Memorandum contains the area beyond which company cannot go; within that area the shareholders may make such regulations for their internal working as they think fit.
Articles can be used to explain the objects laid down by the Memorandum, but never to extend them. They cannot modify the provisions of the Memorandum. Memorandum contains conditions for the use of the creditors, shareholders and the outside public. Articles constitute a contract between the company and its members in the capacity of members. It is difficult to alter the clauses of the Memorandum.
But the articles can easily be altered by passing a special resolution and may even be altered retrospectively. Unlike Memorandum, articles need not be construed too meticulously.
Forms of the Articles:
Schedule I to the Companies Act contains certain model forms of Articles for different types of companies: Table A for articles of a limited company having share capital. Table B for articles of a company limited by guarantee and not having share capital.
Table D for articles of a company limited by guarantee and having. Table E for articles of an unlimited company.
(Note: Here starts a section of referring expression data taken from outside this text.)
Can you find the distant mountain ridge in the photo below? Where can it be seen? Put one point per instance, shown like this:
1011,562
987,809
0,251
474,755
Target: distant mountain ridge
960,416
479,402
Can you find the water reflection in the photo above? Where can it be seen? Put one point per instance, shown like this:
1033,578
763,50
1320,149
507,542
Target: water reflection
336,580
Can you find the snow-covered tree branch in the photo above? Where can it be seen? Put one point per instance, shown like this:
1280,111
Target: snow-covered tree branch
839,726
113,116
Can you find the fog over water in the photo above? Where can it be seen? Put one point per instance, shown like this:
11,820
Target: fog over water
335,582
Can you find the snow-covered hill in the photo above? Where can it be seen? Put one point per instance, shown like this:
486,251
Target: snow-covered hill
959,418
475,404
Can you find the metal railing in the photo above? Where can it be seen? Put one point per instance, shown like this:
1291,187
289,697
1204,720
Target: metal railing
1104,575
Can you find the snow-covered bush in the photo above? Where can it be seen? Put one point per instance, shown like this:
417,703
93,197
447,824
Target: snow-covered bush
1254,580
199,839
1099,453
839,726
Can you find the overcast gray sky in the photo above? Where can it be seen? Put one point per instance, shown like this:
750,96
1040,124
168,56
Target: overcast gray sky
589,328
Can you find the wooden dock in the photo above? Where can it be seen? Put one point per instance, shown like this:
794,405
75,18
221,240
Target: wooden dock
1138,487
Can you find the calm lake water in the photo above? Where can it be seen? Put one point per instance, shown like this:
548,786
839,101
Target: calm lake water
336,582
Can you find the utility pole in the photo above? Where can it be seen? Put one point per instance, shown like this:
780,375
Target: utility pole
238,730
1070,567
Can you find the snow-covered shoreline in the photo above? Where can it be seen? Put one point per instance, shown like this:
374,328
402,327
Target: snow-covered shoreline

A company may adopt any one of the above forms as may be applicable or in a form as near thereto as circumstances permit.
These forms are intended as models and a company may make adjustments in the form as per its requirements. (Sec. 29) Articles of Association are to be printed, divided into paragraphs, each provision generally consist of one regulation, serially numbered and agreed by each subscriber to the Memorandum in the presence of at least one attesting witness with their addresses and occupations.
Contents of Articles:
The articles of Association of a company usually deal with the following matters: (i) Adoption, exclusion, total or partial of Table A. (ii) Definition of important terms and phrases. (iii) Share capital and rights attached to different classes of shares, (iv) Procedure as to making of calls and forfeiture of share. (v) Appointment of managerial personnel e.
g., directors, managing directors etc., their rotation, powers and duties. (vi) Rules as to- (a) Transfer and transmission of shares (b) Issue of share warrants (c) General meetings (d) Common seal of the company (e) Dividend, reserves and capitalisation of profits (f) Accounts and audit (g) Lien on shares (h) Remuneration of managerial personnel (i) Issue of redeemable preference shares (j) Paying commissions and fixing rate thereof (k) Paying interest out of capital (l) Winding up of the company. Regulations contained in the Articles of Association must not go beyond the powers of the company as laid down by the Memorandum of Association nor violate any of the requirements of the Companies Act. All clauses in the Articles ultra-vires the Memorandum or the Act shall be null and void.